I am therefore taking the liberty of reopening this ticket in the hope that Mike's proposal will be reconsidered.
comment:7 Changed 15 years ago by
I'm not sure what you mean by "fragile state". BOINC has a mechanism for backing off and retrying file transfers. If this mechanism doesn't work we need to fix it. We can't rely on user actions to provide reliability.
comment:8 follow-up: 12 Changed 15 years ago by
I consider files waiting for transfer, whether already partially uploaded or not, to be in a fragile state for several reasons:
- the moment a transfer is attempted files are on a 14-day countdown to abandonment by BOINC. An extension of this period was requested on one of the BOINC mailing lists but did not meet with universal approval, it being thought that two weeks is plenty of time to obtain funding for a new server, order it, take delivery and install it
- many users with files already waiting for transfer give priority to fetching new work and leave network activity enabled. This causes multiple failed upload attempts of the untransferable files. Every failed attempt increases the likelihood of file corruption
- the greatest risk to waiting untransferable files is probably user action. Because the only apparent solution within the BOINC Manager Transfers tab is the Retry button, users may attempt this repeatedly. When this does not work users may resort to increasingly desperate attempts, for example repeatedly disallowing and reallowing BOINC network activity. (I have seen this action cause BOINC to abandon a file.)
It would therefore be helpful if users had a button within the Transfers tab to suspend tranfers either of selected files or to a specific project. It would allow users to take a safe precaution, in many cases avoiding all the risks I have outlined. Some users, having taken safe action, would be spared some worry, and I believe that the proportion of successfully uploaded results would increase.
Milo, the CPDN programmer who usually looks after the servers, said yesterday after reading this ticket 'It sounds like it would be very useful, particularly now.'
comment:9 Changed 15 years ago by
Users at SETI have now also realised how useful this would be, during their current server outage:
http://setiathome.berkeley.edu/forum_thread.php?id=54188&nowrap=true#908786
comment:10 Changed 15 years ago by
I have implemented the requested functionality, tested by a number of users over the past 2 months.

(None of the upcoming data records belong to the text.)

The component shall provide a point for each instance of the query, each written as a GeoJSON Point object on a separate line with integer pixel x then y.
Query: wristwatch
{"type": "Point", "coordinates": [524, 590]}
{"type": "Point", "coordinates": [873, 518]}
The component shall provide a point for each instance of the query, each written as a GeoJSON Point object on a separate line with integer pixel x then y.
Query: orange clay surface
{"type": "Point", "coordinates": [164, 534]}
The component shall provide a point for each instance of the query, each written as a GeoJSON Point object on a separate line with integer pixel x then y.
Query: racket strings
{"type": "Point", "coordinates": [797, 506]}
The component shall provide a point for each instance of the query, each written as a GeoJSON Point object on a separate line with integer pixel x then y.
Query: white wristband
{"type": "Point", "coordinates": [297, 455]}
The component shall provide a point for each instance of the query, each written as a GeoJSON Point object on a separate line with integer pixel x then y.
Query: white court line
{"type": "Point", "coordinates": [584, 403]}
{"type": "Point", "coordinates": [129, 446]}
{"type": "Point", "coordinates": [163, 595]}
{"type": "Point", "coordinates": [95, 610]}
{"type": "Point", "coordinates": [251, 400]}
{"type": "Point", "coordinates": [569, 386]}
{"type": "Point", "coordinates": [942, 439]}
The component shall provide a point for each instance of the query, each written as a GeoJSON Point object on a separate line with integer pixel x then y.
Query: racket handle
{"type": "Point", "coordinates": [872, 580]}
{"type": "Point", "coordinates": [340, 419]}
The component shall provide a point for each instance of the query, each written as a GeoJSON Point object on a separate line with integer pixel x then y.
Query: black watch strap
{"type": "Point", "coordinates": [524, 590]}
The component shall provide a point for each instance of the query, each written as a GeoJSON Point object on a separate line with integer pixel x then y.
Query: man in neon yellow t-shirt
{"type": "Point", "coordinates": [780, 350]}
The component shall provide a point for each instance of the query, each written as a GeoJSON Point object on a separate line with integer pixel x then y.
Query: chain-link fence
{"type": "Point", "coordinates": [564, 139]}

The changes allow networking to be suspended and resumed for selected projects, adding a new "Suspend network"/"Resume network" button to BOINC Manager's Projects tab.
When project networking is suspended any in progress uploads will have their timers reset and upload will not be restarted until project networking is resumed. No scheduler requests will be made but any pending downloads for the project will be completed. The project's status will be displayed as "Network activity suspended by user".
If a network suspended project generates a trickle-up this will be shown in the project's status message as "Network activity suspended by user, Trickle upload pending".
A scheduler request can be forced at any time by clicking the Update button. That will send any pending trickle-up messages and (if required) request new work for the project. If new tasks are allocated any required downloads will be made automatically without the need to enable project networking.
The status message on the Tasks tab for completed tasks which haven't been uploaded will be "Uploading, project networking suspended".
The status message on the Transfers tab for blocked uploads will be "Upload pending, project networking suspended".
When project networking is resumed any blocked uploads will be started.
I have patches (at revision 18840) available for boinc_core_release_6_6a, boinc_core_release_6_8 and boinc_trunk but the attachment option seems to be disabled at the moment.
comment:11 Changed 15 years ago by
Thank you, Thyme, and also to your testers.
I assume that for the time being this is only available in your own private build.
Changed 15 years ago by
Attachment: | trac139_trunk.patch added |
---|
Patch for boinc_trunk (revision 18844)
Changed 15 years ago by
Attachment: | trac139_6_6a.patch added |
---|
Patch for boinc_core_release_6_6a (revision 18844)
Changed 15 years ago by
Attachment: | trac139_6_8.patch added |
---|
Patch for boinc_core_release_6_8 (revision 18844)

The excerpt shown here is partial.